Ilustrasi(Instagram @lrt_jabodebek)
WAKIL Ketua Pemberdayaan dan Pengembangan Wilayah Masyarakat Transportasi Indonesia (MTI), Djoko Setijowarno, menilai insiden gangguan teknis yang dialami LRT Jabodebek menjadi pengingat pentingnya kesiapsiagaan keselamatan, terutama bagi penumpang dengan kondisi khusus seperti fobia ketinggian.
Menurut Djoko, kerusakan teknis bisa terjadi kapan saja, sehingga operator perlu memastikan sistem informasi dan pelatihan keselamatan berjalan dengan baik.

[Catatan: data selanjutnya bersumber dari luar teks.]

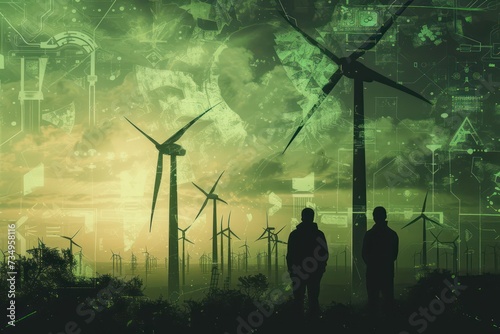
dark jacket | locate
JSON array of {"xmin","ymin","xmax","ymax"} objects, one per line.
[
  {"xmin": 362, "ymin": 222, "xmax": 399, "ymax": 278},
  {"xmin": 286, "ymin": 223, "xmax": 328, "ymax": 273}
]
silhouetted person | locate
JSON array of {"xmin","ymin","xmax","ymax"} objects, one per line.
[
  {"xmin": 286, "ymin": 208, "xmax": 328, "ymax": 315},
  {"xmin": 362, "ymin": 206, "xmax": 399, "ymax": 311}
]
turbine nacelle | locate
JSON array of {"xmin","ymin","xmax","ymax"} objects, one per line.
[
  {"xmin": 156, "ymin": 143, "xmax": 186, "ymax": 156},
  {"xmin": 339, "ymin": 57, "xmax": 373, "ymax": 82}
]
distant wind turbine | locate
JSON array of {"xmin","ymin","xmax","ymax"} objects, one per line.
[
  {"xmin": 179, "ymin": 225, "xmax": 194, "ymax": 286},
  {"xmin": 221, "ymin": 212, "xmax": 240, "ymax": 284},
  {"xmin": 193, "ymin": 172, "xmax": 227, "ymax": 268},
  {"xmin": 256, "ymin": 212, "xmax": 274, "ymax": 280},
  {"xmin": 240, "ymin": 239, "xmax": 250, "ymax": 272},
  {"xmin": 125, "ymin": 104, "xmax": 218, "ymax": 296},
  {"xmin": 278, "ymin": 0, "xmax": 431, "ymax": 289},
  {"xmin": 402, "ymin": 191, "xmax": 441, "ymax": 268},
  {"xmin": 60, "ymin": 227, "xmax": 82, "ymax": 256},
  {"xmin": 273, "ymin": 226, "xmax": 287, "ymax": 284}
]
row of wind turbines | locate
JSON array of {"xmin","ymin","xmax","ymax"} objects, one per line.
[{"xmin": 120, "ymin": 0, "xmax": 431, "ymax": 294}]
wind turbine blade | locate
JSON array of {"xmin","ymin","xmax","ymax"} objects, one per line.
[
  {"xmin": 123, "ymin": 116, "xmax": 160, "ymax": 146},
  {"xmin": 422, "ymin": 190, "xmax": 429, "ymax": 213},
  {"xmin": 210, "ymin": 171, "xmax": 227, "ymax": 194},
  {"xmin": 149, "ymin": 152, "xmax": 163, "ymax": 232},
  {"xmin": 281, "ymin": 68, "xmax": 343, "ymax": 154},
  {"xmin": 162, "ymin": 102, "xmax": 222, "ymax": 145},
  {"xmin": 274, "ymin": 226, "xmax": 285, "ymax": 235},
  {"xmin": 349, "ymin": 0, "xmax": 413, "ymax": 60},
  {"xmin": 278, "ymin": 9, "xmax": 340, "ymax": 64},
  {"xmin": 71, "ymin": 227, "xmax": 82, "ymax": 239},
  {"xmin": 364, "ymin": 67, "xmax": 432, "ymax": 104},
  {"xmin": 191, "ymin": 182, "xmax": 208, "ymax": 196},
  {"xmin": 255, "ymin": 229, "xmax": 267, "ymax": 241},
  {"xmin": 402, "ymin": 215, "xmax": 423, "ymax": 229},
  {"xmin": 422, "ymin": 215, "xmax": 441, "ymax": 226},
  {"xmin": 216, "ymin": 197, "xmax": 229, "ymax": 205},
  {"xmin": 194, "ymin": 197, "xmax": 208, "ymax": 220},
  {"xmin": 229, "ymin": 230, "xmax": 241, "ymax": 240}
]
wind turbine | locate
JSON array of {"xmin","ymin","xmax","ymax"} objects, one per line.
[
  {"xmin": 217, "ymin": 216, "xmax": 227, "ymax": 277},
  {"xmin": 402, "ymin": 190, "xmax": 441, "ymax": 269},
  {"xmin": 240, "ymin": 239, "xmax": 250, "ymax": 272},
  {"xmin": 442, "ymin": 235, "xmax": 459, "ymax": 274},
  {"xmin": 109, "ymin": 250, "xmax": 122, "ymax": 277},
  {"xmin": 221, "ymin": 212, "xmax": 241, "ymax": 284},
  {"xmin": 431, "ymin": 230, "xmax": 443, "ymax": 269},
  {"xmin": 125, "ymin": 104, "xmax": 217, "ymax": 296},
  {"xmin": 278, "ymin": 0, "xmax": 432, "ymax": 289},
  {"xmin": 142, "ymin": 248, "xmax": 150, "ymax": 282},
  {"xmin": 255, "ymin": 212, "xmax": 274, "ymax": 280},
  {"xmin": 273, "ymin": 226, "xmax": 287, "ymax": 284},
  {"xmin": 60, "ymin": 227, "xmax": 82, "ymax": 255},
  {"xmin": 193, "ymin": 172, "xmax": 227, "ymax": 270},
  {"xmin": 130, "ymin": 252, "xmax": 137, "ymax": 275},
  {"xmin": 60, "ymin": 227, "xmax": 82, "ymax": 270},
  {"xmin": 179, "ymin": 225, "xmax": 194, "ymax": 286}
]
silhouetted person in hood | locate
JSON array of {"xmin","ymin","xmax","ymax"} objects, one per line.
[
  {"xmin": 286, "ymin": 208, "xmax": 328, "ymax": 316},
  {"xmin": 362, "ymin": 206, "xmax": 399, "ymax": 311}
]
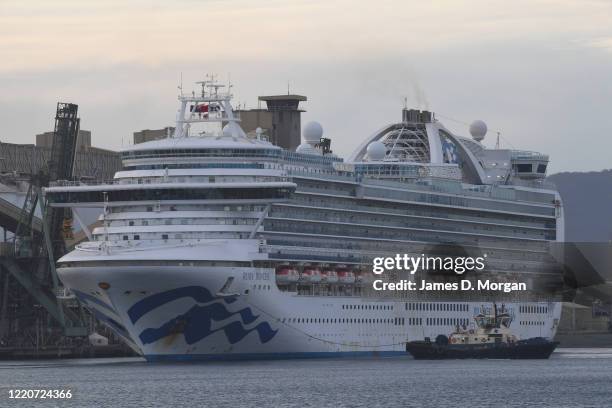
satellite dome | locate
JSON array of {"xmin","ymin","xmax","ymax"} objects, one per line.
[
  {"xmin": 302, "ymin": 122, "xmax": 323, "ymax": 144},
  {"xmin": 470, "ymin": 120, "xmax": 487, "ymax": 142},
  {"xmin": 295, "ymin": 142, "xmax": 320, "ymax": 154},
  {"xmin": 366, "ymin": 140, "xmax": 387, "ymax": 161}
]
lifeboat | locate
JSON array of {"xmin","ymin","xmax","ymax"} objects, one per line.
[
  {"xmin": 302, "ymin": 264, "xmax": 321, "ymax": 282},
  {"xmin": 321, "ymin": 265, "xmax": 338, "ymax": 283},
  {"xmin": 336, "ymin": 265, "xmax": 355, "ymax": 283},
  {"xmin": 276, "ymin": 265, "xmax": 300, "ymax": 283}
]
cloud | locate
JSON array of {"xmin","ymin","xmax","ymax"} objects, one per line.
[{"xmin": 0, "ymin": 0, "xmax": 612, "ymax": 170}]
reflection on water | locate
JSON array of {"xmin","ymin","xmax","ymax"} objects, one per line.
[{"xmin": 0, "ymin": 348, "xmax": 612, "ymax": 408}]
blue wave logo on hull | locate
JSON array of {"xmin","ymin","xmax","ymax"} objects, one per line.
[{"xmin": 128, "ymin": 286, "xmax": 278, "ymax": 345}]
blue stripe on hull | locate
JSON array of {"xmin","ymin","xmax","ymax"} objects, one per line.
[{"xmin": 144, "ymin": 351, "xmax": 409, "ymax": 362}]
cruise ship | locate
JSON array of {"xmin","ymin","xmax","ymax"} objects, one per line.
[{"xmin": 45, "ymin": 81, "xmax": 563, "ymax": 361}]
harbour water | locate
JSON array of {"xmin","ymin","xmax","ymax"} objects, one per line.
[{"xmin": 0, "ymin": 349, "xmax": 612, "ymax": 408}]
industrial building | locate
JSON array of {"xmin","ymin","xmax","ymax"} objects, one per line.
[
  {"xmin": 236, "ymin": 95, "xmax": 308, "ymax": 150},
  {"xmin": 36, "ymin": 129, "xmax": 91, "ymax": 151},
  {"xmin": 134, "ymin": 126, "xmax": 174, "ymax": 144},
  {"xmin": 0, "ymin": 103, "xmax": 130, "ymax": 359}
]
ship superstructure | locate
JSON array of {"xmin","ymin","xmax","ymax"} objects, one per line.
[{"xmin": 46, "ymin": 81, "xmax": 563, "ymax": 360}]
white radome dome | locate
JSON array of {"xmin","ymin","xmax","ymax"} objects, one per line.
[
  {"xmin": 295, "ymin": 142, "xmax": 318, "ymax": 154},
  {"xmin": 470, "ymin": 120, "xmax": 487, "ymax": 142},
  {"xmin": 366, "ymin": 140, "xmax": 387, "ymax": 161},
  {"xmin": 302, "ymin": 122, "xmax": 323, "ymax": 144}
]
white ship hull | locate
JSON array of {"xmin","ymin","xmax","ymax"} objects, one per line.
[{"xmin": 58, "ymin": 263, "xmax": 561, "ymax": 360}]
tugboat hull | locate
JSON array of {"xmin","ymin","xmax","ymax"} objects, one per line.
[{"xmin": 406, "ymin": 338, "xmax": 559, "ymax": 360}]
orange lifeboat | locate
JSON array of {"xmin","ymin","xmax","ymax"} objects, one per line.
[
  {"xmin": 276, "ymin": 265, "xmax": 300, "ymax": 283},
  {"xmin": 302, "ymin": 264, "xmax": 321, "ymax": 282},
  {"xmin": 321, "ymin": 265, "xmax": 338, "ymax": 283},
  {"xmin": 336, "ymin": 265, "xmax": 355, "ymax": 283}
]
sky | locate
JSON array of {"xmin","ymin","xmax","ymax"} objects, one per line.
[{"xmin": 0, "ymin": 0, "xmax": 612, "ymax": 173}]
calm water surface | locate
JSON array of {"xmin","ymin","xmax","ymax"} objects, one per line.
[{"xmin": 0, "ymin": 349, "xmax": 612, "ymax": 408}]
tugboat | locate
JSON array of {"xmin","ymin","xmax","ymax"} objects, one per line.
[{"xmin": 406, "ymin": 304, "xmax": 559, "ymax": 360}]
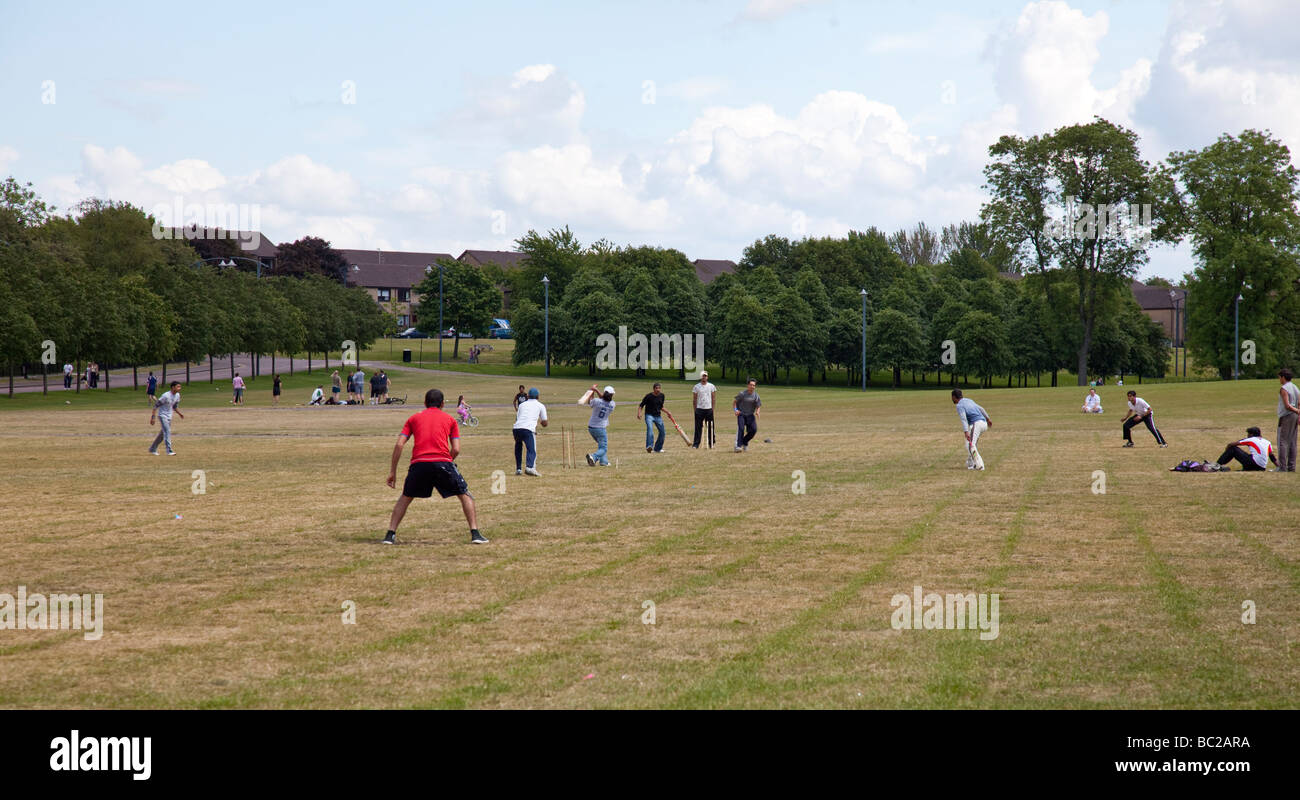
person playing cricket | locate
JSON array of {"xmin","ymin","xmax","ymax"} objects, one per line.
[
  {"xmin": 384, "ymin": 389, "xmax": 488, "ymax": 545},
  {"xmin": 1121, "ymin": 389, "xmax": 1169, "ymax": 447},
  {"xmin": 953, "ymin": 389, "xmax": 993, "ymax": 470},
  {"xmin": 637, "ymin": 382, "xmax": 668, "ymax": 453},
  {"xmin": 150, "ymin": 381, "xmax": 185, "ymax": 455}
]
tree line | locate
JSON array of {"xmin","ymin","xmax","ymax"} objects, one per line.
[{"xmin": 0, "ymin": 184, "xmax": 389, "ymax": 393}]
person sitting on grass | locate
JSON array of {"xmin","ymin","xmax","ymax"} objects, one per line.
[
  {"xmin": 1218, "ymin": 427, "xmax": 1278, "ymax": 472},
  {"xmin": 1083, "ymin": 389, "xmax": 1101, "ymax": 414}
]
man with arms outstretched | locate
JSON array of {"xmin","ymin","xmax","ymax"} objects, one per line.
[{"xmin": 384, "ymin": 389, "xmax": 488, "ymax": 545}]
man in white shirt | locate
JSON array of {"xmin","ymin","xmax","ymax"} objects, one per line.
[
  {"xmin": 150, "ymin": 381, "xmax": 185, "ymax": 455},
  {"xmin": 1218, "ymin": 428, "xmax": 1278, "ymax": 472},
  {"xmin": 1121, "ymin": 389, "xmax": 1169, "ymax": 447},
  {"xmin": 1083, "ymin": 389, "xmax": 1101, "ymax": 414},
  {"xmin": 1278, "ymin": 369, "xmax": 1300, "ymax": 472},
  {"xmin": 514, "ymin": 386, "xmax": 547, "ymax": 477},
  {"xmin": 690, "ymin": 369, "xmax": 718, "ymax": 450}
]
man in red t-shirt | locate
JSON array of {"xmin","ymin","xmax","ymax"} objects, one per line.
[{"xmin": 384, "ymin": 389, "xmax": 488, "ymax": 545}]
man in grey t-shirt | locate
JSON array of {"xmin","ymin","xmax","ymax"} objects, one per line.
[
  {"xmin": 1278, "ymin": 369, "xmax": 1300, "ymax": 472},
  {"xmin": 732, "ymin": 379, "xmax": 763, "ymax": 453},
  {"xmin": 150, "ymin": 381, "xmax": 185, "ymax": 455}
]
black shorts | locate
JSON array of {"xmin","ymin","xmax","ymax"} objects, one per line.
[{"xmin": 402, "ymin": 460, "xmax": 469, "ymax": 497}]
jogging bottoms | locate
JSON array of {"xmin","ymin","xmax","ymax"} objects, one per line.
[
  {"xmin": 1125, "ymin": 414, "xmax": 1165, "ymax": 445},
  {"xmin": 514, "ymin": 428, "xmax": 537, "ymax": 470},
  {"xmin": 150, "ymin": 416, "xmax": 172, "ymax": 453},
  {"xmin": 1278, "ymin": 414, "xmax": 1300, "ymax": 472},
  {"xmin": 693, "ymin": 408, "xmax": 714, "ymax": 447}
]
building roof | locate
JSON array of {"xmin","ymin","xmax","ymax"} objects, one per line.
[
  {"xmin": 339, "ymin": 250, "xmax": 451, "ymax": 289},
  {"xmin": 456, "ymin": 250, "xmax": 528, "ymax": 269},
  {"xmin": 1131, "ymin": 281, "xmax": 1187, "ymax": 311},
  {"xmin": 694, "ymin": 259, "xmax": 736, "ymax": 284}
]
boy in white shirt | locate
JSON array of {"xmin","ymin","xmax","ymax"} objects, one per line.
[
  {"xmin": 1121, "ymin": 389, "xmax": 1169, "ymax": 447},
  {"xmin": 512, "ymin": 388, "xmax": 547, "ymax": 477}
]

“Kerusakan bisa terjadi kapan pun, namun yang terpenting adalah ada informasi akses keselamatan bagi penumpang,” ujar Djoko, Sabtu (25/10).
Djoko menyarankan agar simulasi keselamatan dilakukan rutin minimal setahun sekali. Tujuannya agar masyarakat memahami langkah-langkah tepat ketika terjadi gangguan di tengah perjalanan, termasuk bagaimana mengevakuasi penumpang dengan keterbatasan atau ketakutan tertentu.
“Setahun sekali dapat dilakukan simulasi keselamatan bagi penumpang saat LRT beroperasi. Ini penting supaya masyarakat tahu apa yang harus dilakukan ketika terjadi kondisi darurat,” katanya.
Menurut Djoko, pemeriksaan teknis terhadap sistem LRT sudah dilakukan rutin oleh operator. Namun, cuaca yang tidak menentu juga dapat memengaruhi sistem kelistrikan.
“Pemeriksaan berkala memang harus dan pasti sudah dilakukan rutin, tapi kerusakan bisa terjadi karena hal lain. Terlebih lagi cuaca sedang tidak menentu, itu bisa berpengaruh ke kondisi listrik,” jelasnya.
Terkait evakuasi, Djoko menegaskan penumpang harus diarahkan melalui jalur keselamatan menuju stasiun terdekat setelah sistem listrik dipastikan aman. Namun, bagi penumpang yang mengalami fobia ketinggian atau kesulitan berjalan di rel, operator disarankan menyediakan alat bantu evakuasi khusus.
“Bagi penumpang yang takut dengan ketinggian, bisa disediakan peluncur ke bawah oleh pihak LRT agar proses evakuasi lebih aman dan cepat,” kata dia.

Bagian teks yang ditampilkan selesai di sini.